In my previous blog post I talked about how I started to write a Kubernetes Operator TDD style, got bored, found it hard and gave up.

However, I’d got the picture in my head that I wanted to be able to add tests once I was done, so I kept all my pieces to small units and was able to pull the coverage up to 96% with relatively few tests and mocks. Thoughts on this:

  • keep methods to handling one element of your code. e.g I had a method which handled updating a statefulset, updating a service, etc.
  • If your code is object oriented, use the paradigm to it’s fullest potential and make interactions with your object’s own data as close to the class as possible.
  • keep object instantiations as easy as possible and well documented as possible, so that you don’t need to go digging through other classes to figure out how you instantiated them normally.

Honestly most of those tips are just common sense and are points that you’ll force yourself into if you can follow TDD rather than test-last, just some things to keep in mind if it’s not clear right away how to TDD your project.

PyCharm ProTip: running tests easily

This is a bit of a PyCharm feature plug, but I commonly get asked by co workers/people watching my talks how I do that magic “run test suite” thing in PyCharm.

Look for the dropdown button at the left of this image:

Click edit configuration, then + on the next ui, look for “python tests”: Enter whatever you want as the name/target folder and it will run the test type you choose on that target.

If you then press the “play” button to the right of the drop down you get a nice ui at the bottom showing you how testing is going:

If you’re using a mac, I’ve recently noticed it gives you push notifications if you leave the window and the tests finish, which is neat.

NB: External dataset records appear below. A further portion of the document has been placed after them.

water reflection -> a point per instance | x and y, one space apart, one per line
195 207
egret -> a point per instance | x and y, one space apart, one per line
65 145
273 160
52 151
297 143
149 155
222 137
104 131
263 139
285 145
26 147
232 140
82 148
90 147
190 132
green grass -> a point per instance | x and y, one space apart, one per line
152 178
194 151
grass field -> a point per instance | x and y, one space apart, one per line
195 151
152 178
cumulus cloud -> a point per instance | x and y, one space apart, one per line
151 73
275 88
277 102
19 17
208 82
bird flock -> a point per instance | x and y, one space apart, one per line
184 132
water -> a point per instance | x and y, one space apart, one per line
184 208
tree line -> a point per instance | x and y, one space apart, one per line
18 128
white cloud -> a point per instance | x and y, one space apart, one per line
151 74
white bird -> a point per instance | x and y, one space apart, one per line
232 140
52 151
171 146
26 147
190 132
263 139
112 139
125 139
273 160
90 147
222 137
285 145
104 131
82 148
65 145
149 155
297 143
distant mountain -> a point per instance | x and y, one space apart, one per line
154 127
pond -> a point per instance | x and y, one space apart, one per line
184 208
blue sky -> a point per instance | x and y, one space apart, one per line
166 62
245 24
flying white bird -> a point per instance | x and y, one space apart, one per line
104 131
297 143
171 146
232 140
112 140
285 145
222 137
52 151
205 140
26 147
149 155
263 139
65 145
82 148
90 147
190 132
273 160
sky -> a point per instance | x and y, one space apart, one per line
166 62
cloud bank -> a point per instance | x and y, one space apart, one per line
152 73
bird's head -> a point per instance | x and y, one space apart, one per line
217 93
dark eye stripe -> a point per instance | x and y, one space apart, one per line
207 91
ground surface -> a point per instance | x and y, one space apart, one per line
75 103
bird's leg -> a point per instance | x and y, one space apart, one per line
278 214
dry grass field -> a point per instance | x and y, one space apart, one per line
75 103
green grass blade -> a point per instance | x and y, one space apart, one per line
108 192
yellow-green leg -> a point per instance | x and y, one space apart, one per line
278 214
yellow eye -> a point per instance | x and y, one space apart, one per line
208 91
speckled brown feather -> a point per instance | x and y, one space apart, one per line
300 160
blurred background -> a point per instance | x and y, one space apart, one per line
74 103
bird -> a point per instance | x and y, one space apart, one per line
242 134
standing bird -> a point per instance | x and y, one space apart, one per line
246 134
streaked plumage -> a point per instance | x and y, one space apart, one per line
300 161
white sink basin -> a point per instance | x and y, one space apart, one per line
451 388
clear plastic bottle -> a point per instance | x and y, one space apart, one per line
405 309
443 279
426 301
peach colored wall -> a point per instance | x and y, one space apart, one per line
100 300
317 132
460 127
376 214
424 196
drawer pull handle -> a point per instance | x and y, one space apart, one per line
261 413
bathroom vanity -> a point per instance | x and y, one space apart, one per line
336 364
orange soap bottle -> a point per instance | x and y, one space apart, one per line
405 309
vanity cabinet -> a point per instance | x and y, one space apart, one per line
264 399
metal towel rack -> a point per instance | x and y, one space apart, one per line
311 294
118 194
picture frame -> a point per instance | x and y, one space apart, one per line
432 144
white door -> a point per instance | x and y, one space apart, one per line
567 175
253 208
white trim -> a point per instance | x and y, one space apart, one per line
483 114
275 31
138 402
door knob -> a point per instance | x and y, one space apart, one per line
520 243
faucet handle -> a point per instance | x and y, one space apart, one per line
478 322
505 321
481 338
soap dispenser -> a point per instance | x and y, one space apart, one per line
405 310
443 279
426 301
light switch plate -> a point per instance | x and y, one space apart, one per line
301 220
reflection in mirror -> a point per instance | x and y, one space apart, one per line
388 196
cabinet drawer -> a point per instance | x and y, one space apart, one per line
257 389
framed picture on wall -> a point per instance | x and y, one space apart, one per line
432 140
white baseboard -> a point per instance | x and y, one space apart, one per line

You can do a similar thing with running/debugging configurations, select the python option and then pick which file you want to run. The three buttons to the right of the configuration drop down allow you to run/debug/run tests with coverage.

One blocker I’ve found on this runner is it doesn’t seem to handle django-setuptests and django-autoconfig which we use heavily at work, it can’t seem to deal with local/test settings. To get around that I tend to run those tests using a generic python configuration, then tell it to just run setup.py with the test argument.